ほんの数年前までは、韓流ブームであった。今と比べると隔世の感がある。
深夜にTVを点けると、これでもかというくらい韓国ドラマのオンパレードであった。
従って、韓国の王朝ドラマはその殆どを見る結果となった。
煌びやかな衣装や調度を揃えたドラマ画面に、時代考証などという意識はないらしく、染料も買えない貧しい属国の状況下であったのに、そんなわけがあるまいと思いつつ見ていたわけである。

ドラマに共通していたのは、登場人物たちが民の暮らしなぞそっちのけで、権謀術策の限りを尽くしている筋立てでできた内容のものばかりであった。
李王朝のどの王の時代であっても、いわゆる悪人にことかかない。
何人かで徒党を組んで王をしのぐ政治権力を握り、国政を壟断するのだが、すぐに仲間同士だった筈の者たちが互いに足を引っ張り合い裏切ることを常とするから、必ず内部抗争が起こり、信頼関係なぞいつでも破綻するのが常態であるから、権力を握った者も良く解っていて、太く短い生き方をするのがどのドラマでも同じであった。

王を始めとしてリーダーたちは、困難があるとまず真っ先に逃げ出す。
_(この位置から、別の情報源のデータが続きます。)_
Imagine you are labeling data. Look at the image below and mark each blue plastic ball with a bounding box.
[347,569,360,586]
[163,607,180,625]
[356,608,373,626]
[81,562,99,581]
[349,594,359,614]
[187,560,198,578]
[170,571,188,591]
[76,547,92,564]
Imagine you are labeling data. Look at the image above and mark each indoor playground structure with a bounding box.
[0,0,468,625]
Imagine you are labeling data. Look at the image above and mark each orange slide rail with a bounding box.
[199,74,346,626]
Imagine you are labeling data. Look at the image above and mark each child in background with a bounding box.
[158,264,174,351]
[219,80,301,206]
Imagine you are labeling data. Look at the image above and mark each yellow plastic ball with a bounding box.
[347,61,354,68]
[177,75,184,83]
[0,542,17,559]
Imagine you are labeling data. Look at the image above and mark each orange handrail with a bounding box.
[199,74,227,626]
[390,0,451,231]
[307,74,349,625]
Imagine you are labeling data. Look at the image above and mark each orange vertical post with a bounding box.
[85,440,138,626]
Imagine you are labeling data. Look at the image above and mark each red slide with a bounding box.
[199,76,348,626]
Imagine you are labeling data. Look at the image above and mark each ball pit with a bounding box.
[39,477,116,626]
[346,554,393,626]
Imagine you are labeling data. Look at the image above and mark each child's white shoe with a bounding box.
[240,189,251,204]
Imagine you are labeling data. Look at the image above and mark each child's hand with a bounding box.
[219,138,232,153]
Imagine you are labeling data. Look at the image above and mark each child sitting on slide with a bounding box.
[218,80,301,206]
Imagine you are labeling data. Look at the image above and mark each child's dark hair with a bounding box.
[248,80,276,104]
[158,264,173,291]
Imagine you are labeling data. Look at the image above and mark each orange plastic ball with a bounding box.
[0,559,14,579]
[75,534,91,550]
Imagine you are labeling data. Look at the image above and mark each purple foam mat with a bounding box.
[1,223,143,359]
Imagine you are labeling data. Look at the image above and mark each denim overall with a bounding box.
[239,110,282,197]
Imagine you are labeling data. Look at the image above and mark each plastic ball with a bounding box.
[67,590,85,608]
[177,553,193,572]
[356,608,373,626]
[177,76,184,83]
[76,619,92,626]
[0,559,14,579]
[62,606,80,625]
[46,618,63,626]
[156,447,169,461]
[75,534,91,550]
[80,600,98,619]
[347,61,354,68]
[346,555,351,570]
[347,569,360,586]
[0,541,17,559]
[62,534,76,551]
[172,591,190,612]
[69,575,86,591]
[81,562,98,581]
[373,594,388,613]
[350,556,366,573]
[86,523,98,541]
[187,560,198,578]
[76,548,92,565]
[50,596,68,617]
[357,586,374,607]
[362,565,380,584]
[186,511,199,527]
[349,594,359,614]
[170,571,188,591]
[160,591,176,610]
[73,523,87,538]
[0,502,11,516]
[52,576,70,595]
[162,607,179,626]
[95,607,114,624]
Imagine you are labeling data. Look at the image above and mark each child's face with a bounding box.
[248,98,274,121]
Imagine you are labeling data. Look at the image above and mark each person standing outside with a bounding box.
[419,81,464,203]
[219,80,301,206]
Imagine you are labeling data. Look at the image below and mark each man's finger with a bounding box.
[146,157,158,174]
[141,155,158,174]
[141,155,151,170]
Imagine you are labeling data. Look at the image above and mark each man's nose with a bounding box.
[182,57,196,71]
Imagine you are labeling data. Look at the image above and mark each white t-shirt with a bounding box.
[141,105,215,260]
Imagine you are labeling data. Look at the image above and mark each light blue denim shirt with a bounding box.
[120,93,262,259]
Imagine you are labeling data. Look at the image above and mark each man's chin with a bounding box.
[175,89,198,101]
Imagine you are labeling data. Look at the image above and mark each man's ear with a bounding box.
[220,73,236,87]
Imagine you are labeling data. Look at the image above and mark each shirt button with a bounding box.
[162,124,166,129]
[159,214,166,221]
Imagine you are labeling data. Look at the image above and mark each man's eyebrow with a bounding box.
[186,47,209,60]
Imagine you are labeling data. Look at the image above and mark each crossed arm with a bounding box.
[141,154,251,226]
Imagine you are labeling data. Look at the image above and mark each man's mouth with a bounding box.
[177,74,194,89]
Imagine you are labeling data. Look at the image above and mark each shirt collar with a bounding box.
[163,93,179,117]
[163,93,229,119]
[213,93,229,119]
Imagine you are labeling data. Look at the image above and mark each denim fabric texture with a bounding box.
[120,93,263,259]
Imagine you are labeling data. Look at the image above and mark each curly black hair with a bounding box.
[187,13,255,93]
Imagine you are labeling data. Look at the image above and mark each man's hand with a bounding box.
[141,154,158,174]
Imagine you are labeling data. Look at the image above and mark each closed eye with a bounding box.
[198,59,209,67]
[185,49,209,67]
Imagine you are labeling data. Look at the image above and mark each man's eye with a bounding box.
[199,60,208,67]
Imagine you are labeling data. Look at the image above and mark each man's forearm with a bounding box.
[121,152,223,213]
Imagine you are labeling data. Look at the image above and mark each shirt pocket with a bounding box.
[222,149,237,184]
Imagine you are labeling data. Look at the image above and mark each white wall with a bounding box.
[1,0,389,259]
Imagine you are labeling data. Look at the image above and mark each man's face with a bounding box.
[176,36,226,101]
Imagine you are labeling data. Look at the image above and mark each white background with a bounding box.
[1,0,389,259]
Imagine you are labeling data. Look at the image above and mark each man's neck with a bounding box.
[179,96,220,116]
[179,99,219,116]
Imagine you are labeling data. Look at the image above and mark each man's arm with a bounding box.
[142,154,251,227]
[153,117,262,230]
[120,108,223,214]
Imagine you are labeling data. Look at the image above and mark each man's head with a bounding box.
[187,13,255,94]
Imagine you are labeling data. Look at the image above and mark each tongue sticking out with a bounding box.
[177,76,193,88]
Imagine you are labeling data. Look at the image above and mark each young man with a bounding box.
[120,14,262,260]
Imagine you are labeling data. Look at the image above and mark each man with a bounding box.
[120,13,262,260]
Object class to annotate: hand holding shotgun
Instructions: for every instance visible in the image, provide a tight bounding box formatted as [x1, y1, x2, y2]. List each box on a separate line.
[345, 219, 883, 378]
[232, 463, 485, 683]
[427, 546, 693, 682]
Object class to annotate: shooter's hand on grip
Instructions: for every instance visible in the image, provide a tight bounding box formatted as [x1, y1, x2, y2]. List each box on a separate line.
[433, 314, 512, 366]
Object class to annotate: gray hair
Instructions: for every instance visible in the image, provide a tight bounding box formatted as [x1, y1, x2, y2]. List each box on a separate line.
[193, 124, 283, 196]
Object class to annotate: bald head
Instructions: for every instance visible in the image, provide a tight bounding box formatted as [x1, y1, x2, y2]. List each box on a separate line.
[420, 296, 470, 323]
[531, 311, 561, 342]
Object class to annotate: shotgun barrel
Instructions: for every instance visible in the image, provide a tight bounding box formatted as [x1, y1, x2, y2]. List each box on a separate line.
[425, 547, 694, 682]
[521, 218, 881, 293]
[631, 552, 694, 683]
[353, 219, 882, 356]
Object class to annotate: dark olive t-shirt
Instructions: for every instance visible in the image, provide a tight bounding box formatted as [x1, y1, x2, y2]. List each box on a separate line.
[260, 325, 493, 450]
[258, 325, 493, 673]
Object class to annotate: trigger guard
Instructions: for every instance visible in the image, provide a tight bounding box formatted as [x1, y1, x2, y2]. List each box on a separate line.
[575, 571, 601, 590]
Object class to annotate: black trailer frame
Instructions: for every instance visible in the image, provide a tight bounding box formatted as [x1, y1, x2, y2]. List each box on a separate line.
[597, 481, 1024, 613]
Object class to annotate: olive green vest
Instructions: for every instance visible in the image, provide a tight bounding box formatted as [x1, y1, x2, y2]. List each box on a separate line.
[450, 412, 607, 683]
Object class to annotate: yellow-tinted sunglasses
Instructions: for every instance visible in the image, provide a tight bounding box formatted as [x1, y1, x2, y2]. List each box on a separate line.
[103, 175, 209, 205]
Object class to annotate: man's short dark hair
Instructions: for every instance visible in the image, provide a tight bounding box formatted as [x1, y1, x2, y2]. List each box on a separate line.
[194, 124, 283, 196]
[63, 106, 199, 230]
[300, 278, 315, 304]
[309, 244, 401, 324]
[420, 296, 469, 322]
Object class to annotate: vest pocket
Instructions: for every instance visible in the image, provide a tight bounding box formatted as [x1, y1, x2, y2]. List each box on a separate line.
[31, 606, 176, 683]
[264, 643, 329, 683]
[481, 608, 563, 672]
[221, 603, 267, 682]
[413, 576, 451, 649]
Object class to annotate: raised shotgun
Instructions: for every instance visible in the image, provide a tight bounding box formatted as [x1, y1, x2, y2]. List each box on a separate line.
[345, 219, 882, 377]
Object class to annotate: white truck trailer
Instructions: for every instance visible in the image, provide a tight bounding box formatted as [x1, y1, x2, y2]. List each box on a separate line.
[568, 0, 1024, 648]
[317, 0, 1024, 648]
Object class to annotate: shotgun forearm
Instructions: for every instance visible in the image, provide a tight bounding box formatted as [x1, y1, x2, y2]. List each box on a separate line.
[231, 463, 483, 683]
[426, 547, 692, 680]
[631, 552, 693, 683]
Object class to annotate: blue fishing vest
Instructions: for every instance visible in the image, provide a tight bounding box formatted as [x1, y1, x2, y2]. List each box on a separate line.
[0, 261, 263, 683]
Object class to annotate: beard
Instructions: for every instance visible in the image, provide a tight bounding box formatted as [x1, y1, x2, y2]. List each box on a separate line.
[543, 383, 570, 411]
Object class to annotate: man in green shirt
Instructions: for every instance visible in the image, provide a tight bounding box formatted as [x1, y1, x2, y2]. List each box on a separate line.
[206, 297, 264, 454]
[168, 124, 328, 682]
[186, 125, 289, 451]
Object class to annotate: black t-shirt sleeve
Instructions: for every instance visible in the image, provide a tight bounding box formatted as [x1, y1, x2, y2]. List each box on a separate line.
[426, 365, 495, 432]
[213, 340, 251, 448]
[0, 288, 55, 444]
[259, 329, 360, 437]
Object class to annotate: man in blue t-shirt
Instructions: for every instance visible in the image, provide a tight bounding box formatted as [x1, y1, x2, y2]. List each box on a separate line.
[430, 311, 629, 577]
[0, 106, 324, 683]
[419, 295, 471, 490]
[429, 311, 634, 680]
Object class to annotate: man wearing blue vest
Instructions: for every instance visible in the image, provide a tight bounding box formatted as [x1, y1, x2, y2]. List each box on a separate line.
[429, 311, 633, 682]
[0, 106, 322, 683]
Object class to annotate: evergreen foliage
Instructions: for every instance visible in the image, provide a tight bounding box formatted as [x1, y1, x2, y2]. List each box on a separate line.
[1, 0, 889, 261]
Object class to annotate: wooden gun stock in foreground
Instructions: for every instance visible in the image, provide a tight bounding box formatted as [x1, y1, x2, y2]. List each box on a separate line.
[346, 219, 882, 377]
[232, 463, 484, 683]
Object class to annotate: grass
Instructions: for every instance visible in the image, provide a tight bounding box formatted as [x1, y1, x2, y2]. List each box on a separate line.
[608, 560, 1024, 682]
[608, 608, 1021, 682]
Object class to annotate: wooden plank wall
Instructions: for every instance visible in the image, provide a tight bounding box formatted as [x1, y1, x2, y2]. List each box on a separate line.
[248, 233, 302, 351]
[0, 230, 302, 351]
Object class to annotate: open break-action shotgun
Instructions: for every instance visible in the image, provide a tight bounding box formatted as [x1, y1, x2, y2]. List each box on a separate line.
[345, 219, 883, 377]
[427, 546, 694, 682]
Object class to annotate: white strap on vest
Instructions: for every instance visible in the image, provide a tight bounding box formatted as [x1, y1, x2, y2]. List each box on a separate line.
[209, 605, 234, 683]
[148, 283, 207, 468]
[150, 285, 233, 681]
民のことを考えて行動するというのを見たことがない。
信義を重んじ、約束を守ることには命を懸けるという誇り高き考えを優先する日本人とはあまりにかけ離れた民族なのだということはよく判った。

こんな内容のものを得意げに東南アジア諸国にも輸出していると聞いて、他人事ながら心配しもした。民族性への信頼を失うようなことを世界に広めてどうするのだと思ったからである。

儒教の弊害と思われるものも随所でみた。
儒教というのは本来、理想とするものを掲げるのであるが、私利私欲にまみれた彼らにそれをできるわけがない。
どちらかと言えば自分の損得で世の中を動かそうとするからすぐ破綻する。
代わって権力を握った者は、本来はこうあるべきであったとする考えの下、歴史を捻じ曲げてでも自分に都合よくなるように、こうであったということにしてしまう。代替わりすれば必ずそういうふうに歴史を改竄する。
そうでなかったことを恨みにして残し、その恨みを晴らす為なら墓を暴いてでも死体に鞭打つくらいのことを平気でする。人間性が違うのだという事がドラマから学んだことである。
残念なことに、彼の国の人たちの精神構造の中に、それが脈々として現代に至るも続いているように思われる。このままでは1000年経っても変わるまい。

今回の米朝首脳会談もそうである。
余りにミエミエだったが、文大統領は北朝鮮の核兵器を残したかった。いつもの例であるが、こうあってほしいという願望が先行して、その思惑通りにできるものとして思い込むから、判断を誤る。
米国が核の温存など許容するわけがないのに、金正恩氏に何と言って焚き付けたかわからないが、結果として、米朝両国からの韓国への評価は、極端に下がった。
身の程を弁えず、両国の仲介役としての役割が増大したなどとノーテンキなことをいまだに言っているが、もはや相手にもされまい。